Further, combining the improved QMM-MPC algorithm to reduce the strong conservation of the original QMM-MPC algorithm to the system requires taking the worst case control performance, i.e. determining, in order to obtain the optimal performance indexIn conventional QMM-MPC, only one upper boundary of the lyapunov function is often designed, while there is too strong conservation for the AUV visual docking system. The application adopts a visual system mode formed by different vertexes in a convex polyhedron, and designs a Lyapunov function for each vertex. And finally, solving the optimal upper bound of the objective function.
Further, updating an objective function according to the obtained upper bound of the optimal objective function, establishing a total LMIS, solving to obtain system parameters and control input so as to obtain the visual docking control system of the underwater robot, and realizing docking of the underwater robot and a docking station.
Further, based on the camera perspective model, a six-degree-of-freedom AUV visual servo model under the weak light working condition and under the influence of uncertain depth information is established. Specifically, the method comprises the following steps:
The coordinate mapping relationship of the coordinate P i=(Xi,Yi,Zi of the ith feature point in the world coordinate system { G } and the projected point pi= (mi, ni) thereof in the image coordinate system is known as follows:
Wherein Z i represents the depth of the ith feature point, and M I,ME represents the internal reference matrix and the external reference matrix of the camera, respectively, defined as follows:
wherein f represents the focal length of the camera, (m 0,n0) represents the central pixel coordinate of the image plane, and the dimensions of each pixel point on the x axis and the y axis of the image physical coordinate system are dx and dy; r, T represent the rotation matrix and translation vector of the camera coordinate system { C } to the world coordinate system { G } respectively. The rotation matrix R is generated from ZYX euler angles and can be described by the following formula:
Wherein, phi, theta and in the ZYX Euler angle Refers to the camera rotating around the Z axis for phi angle, rotating around the Y axis for theta angle, and then rotating around the X axis/>Angle.
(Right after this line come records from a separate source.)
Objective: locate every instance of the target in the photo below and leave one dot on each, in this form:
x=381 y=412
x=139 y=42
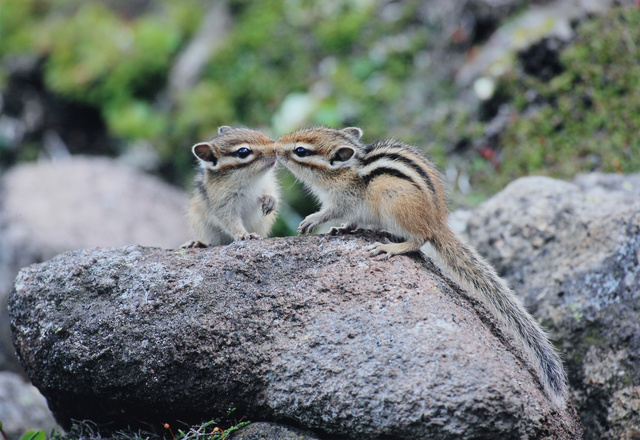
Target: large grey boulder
x=572 y=251
x=306 y=330
x=47 y=208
Let the coordinates of the feature point in the world coordinate system be p i=[Xi,Yi,Zi]T3, and derive p i:
wherein v 1=[u,v,w]T,v2=[p,q,r]T represents the linear velocity and the angular velocity of the AUV in three coordinate axes respectively;
from the perspective projection of the camera, the following equation is given:
Wherein s i=[mi,ni is the current image coordinate of the ith feature point on the image plane, Is the desired image coordinates on the image plane. Deriving the formula (6), and combining (5) to obtain a visual servo model as follows:
Wherein,
A jacobian matrix for an image between camera speed and imaging rate; v= [ v 1,v2]T ] represents a velocity vector of the AUV, and Z i represents depth information of the i-th feature point; considering that visual tracking requires N visual feature points, the current image coordinates and the desired image coordinates can be defined as:
The AUV visual servoing model available according to equation (7) is as follows:
Where z= [ Z 1,…,Zi,…,ZN]T2N is the depth vector corresponding to each feature point, and L (s, Z) represents the stacked jacobian matrix:
Further, based on the six-degree-of-freedom AUV visual servo model, combining the motion measurement data of the AUV and the docking station characteristic points on the image plane, establishing an online depth estimator for estimating real-time depth information between the underwater robot and the docking station, and finally obtaining the AUV visual servo model with the online depth estimator. Specifically:
Considering the visual servo model (9) of the ith feature point, it is known that the first three columns in the jacobian matrix are depth dependent, and the equation (9) is rearranged to obtain:
Wherein J t and J ω represent the effects of the translational motion and the rotational motion of the camera on the image feature vector, respectively, expressed as follows:
the linear equation for the compact visual servoing system is obtained as follows:
Aθ=b (12)
wherein, A=J tv1, B is the remaining optical flow, i.e., the optical flow differential that will result from the observed optical flow and camera rotation, solving (12) yields:
Wherein, The depth estimation value is the depth estimation information of the high approximation and the real depth value is provided for the design of the model predictive controller;
considering the AUV visual servo model (9), further define the visual tracking error:
the derivation of formula (14) can be obtained:
Taking an AUV visual servo error system (15) into consideration, selecting T as sampling time, and obtaining an AUV visual servo model with an online depth estimator by using an Euler approximate discrete system:
Wherein ,e(k)=[e1(k),…,ei(k),…,eN(k)]T=[m1e(k),n1e(k),…,mie(k),nie(k),…,mNe(k),nNe(k)]T, denotes the lateral and longitudinal errors of each feature point in the image plane.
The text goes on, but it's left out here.